I've been trading for about 6 months now, mostly longer term swing trading, but I've been making a point of spending plenty of time watching the L2 for specific stocks intraday. At first I found that when I was watching the L2, I had no real ability to predict where the stock would be moving. Another poster used the analogy of "Matrix code", and this is what I felt at first, in that it had no meaning for me.

Recently though I have found that monitoring the L2 is giving me a much clearer picture of what "might" happen. For example, there is usually a bias towards absorption of buy or sell orders by the MMs, which you can see by both the market depth and the bid/ask moves. Specifically I mean that after enough time spent watching the L2, you gain the ability to notice that orders of a certain type will quickly move the trading prices, while orders of the opposite type have greater difficulty moving the trading values.

For example, if the stock is likely to trend downwards intraday, you will usually see MMs absorbing very little of the "bid" side, so even relatively low selling pressure will tend to move the bid prices down more rapidly, whereas the "ask" side will apear to absorb "limitless" quantities of buy orders., requiring far more buying pressure (relatively) to move the ask prices upwards.

Any comments on this hypothesis?
 
This sounds very reasonable - as a programmer I am thinking of coding some sort of level 2 indicator in an attempt to reconcile prints with disappearing bid levels - the rate at which bids disappear with selling at different price levels might be very useful info - while I suspect it would be impossible to match up all orders and prints it could be possible to identify sitauation when volume printed at a certain price is greater than the size at that level on level 2...

Chagi said:
Hello all,

I've been trading for about 6 months now, mostly longer term swing trading, but I've been making a point of spending plenty of time watching the L2 for specific stocks intraday.
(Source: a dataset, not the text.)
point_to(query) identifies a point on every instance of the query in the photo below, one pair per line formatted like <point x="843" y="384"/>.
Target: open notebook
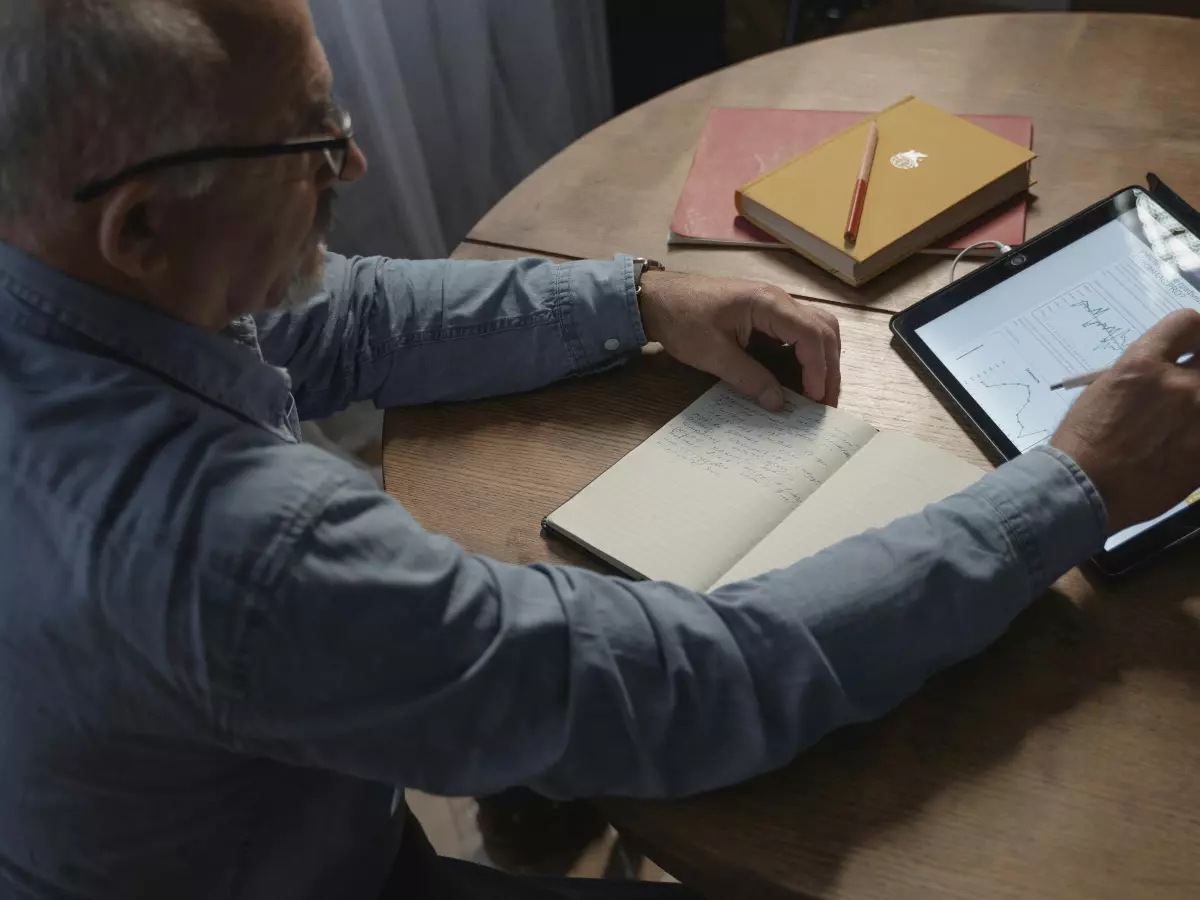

At first I found that when I was watching the L2, I had no real ability to predict where the stock would be moving. Another poster used the analogy of "Matrix code", and this is what I felt at first, in that it had no meaning for me.

Recently though I have found that monitoring the L2 is giving me a much clearer picture of what "might" happen. For example, there is usually a bias towards absorption of buy or sell orders by the MMs, which you can see by both the market depth and the bid/ask moves. Specifically I mean that after enough time spent watching the L2, you gain the ability to notice that orders of a certain type will quickly move the trading prices, while orders of the opposite type have greater difficulty moving the trading values.

For example, if the stock is likely to trend downwards intraday, you will usually see MMs absorbing very little of the "bid" side, so even relatively low selling pressure will tend to move the bid prices down more rapidly, whereas the "ask" side will apear to absorb "limitless" quantities of buy orders., requiring far more buying pressure (relatively) to move the ask prices upwards.

Any comments on this hypothesis?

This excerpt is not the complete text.